I want to prove the following:
Let $X_1$ be a centered Gaussian vector in $\mathbb{R}^d$ with covariance matrix $\Sigma$. Then: $ Var( \|X_1 \|) \lesssim \left(\mathbb{E} \|X_1 \| \right)^2 $
This is taken from https://arxiv.org/pdf/1610.05200.pdf (proof of Corollary 5.7).

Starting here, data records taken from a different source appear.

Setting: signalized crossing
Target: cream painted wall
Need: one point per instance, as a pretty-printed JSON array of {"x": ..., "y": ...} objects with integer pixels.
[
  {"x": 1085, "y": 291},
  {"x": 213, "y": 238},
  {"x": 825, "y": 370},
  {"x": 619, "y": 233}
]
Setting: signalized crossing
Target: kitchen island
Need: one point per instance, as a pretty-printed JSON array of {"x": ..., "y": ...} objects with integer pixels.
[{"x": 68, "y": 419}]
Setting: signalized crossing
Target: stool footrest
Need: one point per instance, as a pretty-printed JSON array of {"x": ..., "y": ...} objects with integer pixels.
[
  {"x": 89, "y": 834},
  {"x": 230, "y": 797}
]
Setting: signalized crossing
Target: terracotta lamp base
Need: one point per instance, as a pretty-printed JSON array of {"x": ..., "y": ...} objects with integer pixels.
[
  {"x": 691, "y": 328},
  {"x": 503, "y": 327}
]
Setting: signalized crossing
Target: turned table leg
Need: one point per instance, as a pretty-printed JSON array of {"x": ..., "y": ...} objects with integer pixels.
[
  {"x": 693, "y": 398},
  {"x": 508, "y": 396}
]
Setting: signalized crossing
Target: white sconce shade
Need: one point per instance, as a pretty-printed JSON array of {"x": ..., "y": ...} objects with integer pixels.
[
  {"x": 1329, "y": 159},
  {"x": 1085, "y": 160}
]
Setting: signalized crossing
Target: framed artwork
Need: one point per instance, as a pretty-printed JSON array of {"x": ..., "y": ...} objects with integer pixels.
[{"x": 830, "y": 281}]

The idea is to use Gaussian concentration (Lemma 3.8 in the same file). Using, then Lemma 3.8 I obtain: $$ \mathbb{E} \left[\left( \|X_1\| - \mathbb{E} \|X_1\| \right)^2 \right] = Var(\|X_1\|) \lesssim 2 \mathbb{E} \| \nabla\left( \|X_1\| \right)\|^2 $$ Then, I just need to bound: $\mathbb{E} \| \nabla\left( \|X_1\| \right)\|^2$. In order to do so, from what they say in the paper, the strategy to be adopted is to study the function $f(X_1) = \| X_1 \|$. This functions should be 1-Lipschitz, then the its gradient is bounded (Lipschitz implies bounded gradient) This would allow me to say that $ Var(\|X_1\|) \lesssim 1 $ but to conclude and prove the first statement I would need to additionally prove something like $\mathbb{E} \| X_1 \| \gtrsim 1 $ which I'm failing to see.
I believe that I'm probably making some mistakes when analyzing the Lipschitzness property of the function $\| \cdot \| $. Do you have any idea on how to prove this statement needed for Corollary 5.7 in the pdf?